Data warehouse technology options - Data Warehousing on AWS

This whitepaper is for historical reference only. Some content might be outdated and some links might not be available.

Data warehouse technology options

In this section, we discuss options available for building a data warehouse: row-oriented databases, column-oriented databases, and massively parallel processing architectures.

Row-oriented databases

Row-oriented databases typically store whole rows in a physical block. High performance for read operations is achieved through secondary indexes. Databases such as Oracle Database Server, Microsoft SQL Server, MySQL, and PostgreSQL are row-oriented database systems. These systems have been traditionally used for data warehousing, but they are better suited for transactional processing (OLTP) than for analytics.
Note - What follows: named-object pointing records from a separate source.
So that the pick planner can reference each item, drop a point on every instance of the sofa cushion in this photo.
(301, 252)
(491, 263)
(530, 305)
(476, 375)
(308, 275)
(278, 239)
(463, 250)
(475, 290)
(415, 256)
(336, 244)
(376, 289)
To optimize performance of a row-based system used as a data warehouse, developers use a number of techniques, including:

  • Building materialized views

  • Creating pre-aggregated rollup tables

  • Building indexes on every possible predicate combination

  • Implementing data partitioning to leverage partition pruning by query optimizer

  • Performing index-based joins

Traditional row-based data stores are limited by the resources available on a single machine. Data marts alleviate the problem, to an extent, by using functional sharding. You can split your data warehouse into multiple data marts, each satisfying a specific functional area. However, when data marts grow large over time, data processing slows down.

In a row-based data warehouse, every query has to read through all of the columns for all of the rows in the blocks that satisfy the query predicate, including columns you didn’t choose. This approach creates a significant performance bottleneck in data warehouses, where your tables have more columns, but your queries use only a few.

Column-oriented databases

Column-oriented databases organize each column in its own set of physical blocks instead of packing the whole rows into a block. This functionality allows them to be more input/output (I/O) efficient for read-only queries, because they have to read only those columns accessed by a query from disk (or from memory). This approach makes column-oriented databases a better choice than row-oriented databases for data warehousing.

Figure 3 illustrates the primary difference between row-oriented and column-oriented databases. Rows are packed into their own blocks in a row-oriented database, and columns are packed into their own blocks in a column-oriented database.

Row-oriented vs. column-oriented databases

Row-oriented vs. column-oriented databases

After faster I/O, the next biggest benefit to using a column-oriented database is improved compression. Because every column is packed into its own set of blocks, every physical block contains the same data type. When all the data is the same data type, the database can use extremely efficient compression algorithms. As a result, you need less storage compared to a row-oriented database. This approach also results in significantly lesser I/O, because the same data is stored in fewer blocks.

Some column-oriented databases that are used for data warehousing include Amazon Redshift, Vertica, Greenplum, Teradata Aster, Netezza, and Druid.

Massively Parallel Processing (MPP) architectures

An MPP architecture enables you to use all the resources available in the cluster for processing data, which dramatically increases performance of petabyte scale data warehouses. MPP data warehouses allow you improve performance by simply adding more nodes to the cluster. Amazon Redshift, Druid, Vertica, Greenplum, and Teradata Aster are some of the data warehouses built on an MPP architecture. Open-source frameworks such as Hadoop and Spark also support MPP.